The same thing happens with Kenyan music.

There are incredible artists creating beautiful work that never reaches mainstream audiences because promotion costs money and many artists simply do not have access to those resources. Discovering them takes effort.

When I first listened to Shad Mziki on the Safari Collaboration project with Watendawili, I immediately wondered who this mellow-voiced artist was. I opened his profile, went through his catalogue and applied what I jokingly call the one-minute test: listen to each song for a minute and decide whether it deserves a deeper listen. Most of them were definite hits.

One of Spotify's greatest strengths is that it rewards curiosity. Scroll down far enough and you'll find artists with similar sounds. More often than not, many of them are under-streamed and overlooked. Through that process, I keep finding fresh Kenyan music. Songs that do not appear on my TikTok feed every two scrolls and songs that have room to grow on me over time.

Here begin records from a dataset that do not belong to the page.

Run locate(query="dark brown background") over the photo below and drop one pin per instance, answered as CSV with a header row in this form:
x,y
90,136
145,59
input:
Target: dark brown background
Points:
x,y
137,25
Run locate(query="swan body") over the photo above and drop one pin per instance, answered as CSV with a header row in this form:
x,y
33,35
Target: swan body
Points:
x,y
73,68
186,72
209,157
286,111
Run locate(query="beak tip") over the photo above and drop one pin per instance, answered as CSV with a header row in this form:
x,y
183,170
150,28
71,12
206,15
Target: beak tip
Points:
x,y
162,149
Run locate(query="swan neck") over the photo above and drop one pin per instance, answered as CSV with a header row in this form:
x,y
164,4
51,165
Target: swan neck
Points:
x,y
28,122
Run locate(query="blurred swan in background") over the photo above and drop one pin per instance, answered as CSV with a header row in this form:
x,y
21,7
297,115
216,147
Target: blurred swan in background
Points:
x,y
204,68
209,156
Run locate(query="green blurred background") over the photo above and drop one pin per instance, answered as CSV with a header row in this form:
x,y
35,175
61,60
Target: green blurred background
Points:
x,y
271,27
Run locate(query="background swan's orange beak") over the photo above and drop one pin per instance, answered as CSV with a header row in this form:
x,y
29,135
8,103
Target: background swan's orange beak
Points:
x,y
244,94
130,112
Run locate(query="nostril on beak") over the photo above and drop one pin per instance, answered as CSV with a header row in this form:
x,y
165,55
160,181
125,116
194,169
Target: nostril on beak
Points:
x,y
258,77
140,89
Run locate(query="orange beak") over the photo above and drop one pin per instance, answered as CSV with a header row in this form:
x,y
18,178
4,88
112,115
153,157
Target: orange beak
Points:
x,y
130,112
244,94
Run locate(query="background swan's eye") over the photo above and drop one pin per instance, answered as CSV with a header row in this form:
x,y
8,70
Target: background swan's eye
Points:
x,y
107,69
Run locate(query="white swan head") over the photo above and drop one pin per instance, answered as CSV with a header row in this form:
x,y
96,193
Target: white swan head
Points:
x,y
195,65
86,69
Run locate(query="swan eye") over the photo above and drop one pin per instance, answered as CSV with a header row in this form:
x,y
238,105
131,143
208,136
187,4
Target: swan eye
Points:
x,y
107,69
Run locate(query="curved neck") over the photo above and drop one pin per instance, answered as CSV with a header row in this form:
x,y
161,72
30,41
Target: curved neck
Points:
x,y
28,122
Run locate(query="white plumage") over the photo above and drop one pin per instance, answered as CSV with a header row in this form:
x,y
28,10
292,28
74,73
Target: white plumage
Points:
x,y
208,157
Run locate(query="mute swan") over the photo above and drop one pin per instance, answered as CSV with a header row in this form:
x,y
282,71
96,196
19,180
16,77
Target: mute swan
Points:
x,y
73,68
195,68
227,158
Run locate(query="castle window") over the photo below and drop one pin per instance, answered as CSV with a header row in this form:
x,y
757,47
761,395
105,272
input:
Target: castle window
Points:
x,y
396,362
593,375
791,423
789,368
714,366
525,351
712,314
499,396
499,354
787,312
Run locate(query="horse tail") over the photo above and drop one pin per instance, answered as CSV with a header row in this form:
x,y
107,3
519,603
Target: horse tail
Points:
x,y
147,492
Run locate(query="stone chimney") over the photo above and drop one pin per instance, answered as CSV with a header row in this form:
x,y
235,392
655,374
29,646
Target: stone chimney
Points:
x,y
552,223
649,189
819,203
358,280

That is why I find it difficult when people claim that Kenyan music has a diversity problem or a quality-over-quantity problem.

You cannot approach music listening lazily.

Good Kenyan music may never find you on its own. Unfortunately, not every talented artist has the budget to push their work into your algorithm. Sometimes the listener has to do some of the work too.

We cannot ignore the economic realities artists face. We gate-crash events. We complain about ticket prices. We are more willing to attend a free concert than pay to support local artists. Music is a business and inflation is hitting everyone.

I do not have a grand solution. This is not my area of expertise. What I do know is that I love Kenyan music.

I relate to Jua Cali's Bidii Yangu. I love Zilizopendwa. I miss the playful era of Kenyan gospel music from the mid-2000s. I love dancing to Urbantone music that doesn't degrade women. I love watching artists like Maandy, Dyana Cods and Femi One keep Kenyan female rap alive.

And the truth is, I have only scratched the surface. I haven't even talked about my love for Genge, which is not to be confused with Gengetone.

Curiosity and research should not be limited to academia. They belong in art too. Before you decide that you dislike Kenyan music, give it the same grace you would give a book, a subject or a place you do not yet understand. Go beyond what is trending. Go beyond what the algorithm serves you.

You may still decide that you do not like it. But at least let that opinion come after exploration rather than assumption.

There is far more to Kenyan music than most of us realize if we are willing to dig a little deeper. For years, we asked Kenyan radio stations to play more Kenyan music. Then we asked Kenyan artists to be more creative, more diverse and more innovative. But have we ever asked ourselves to listen to Kenyan music?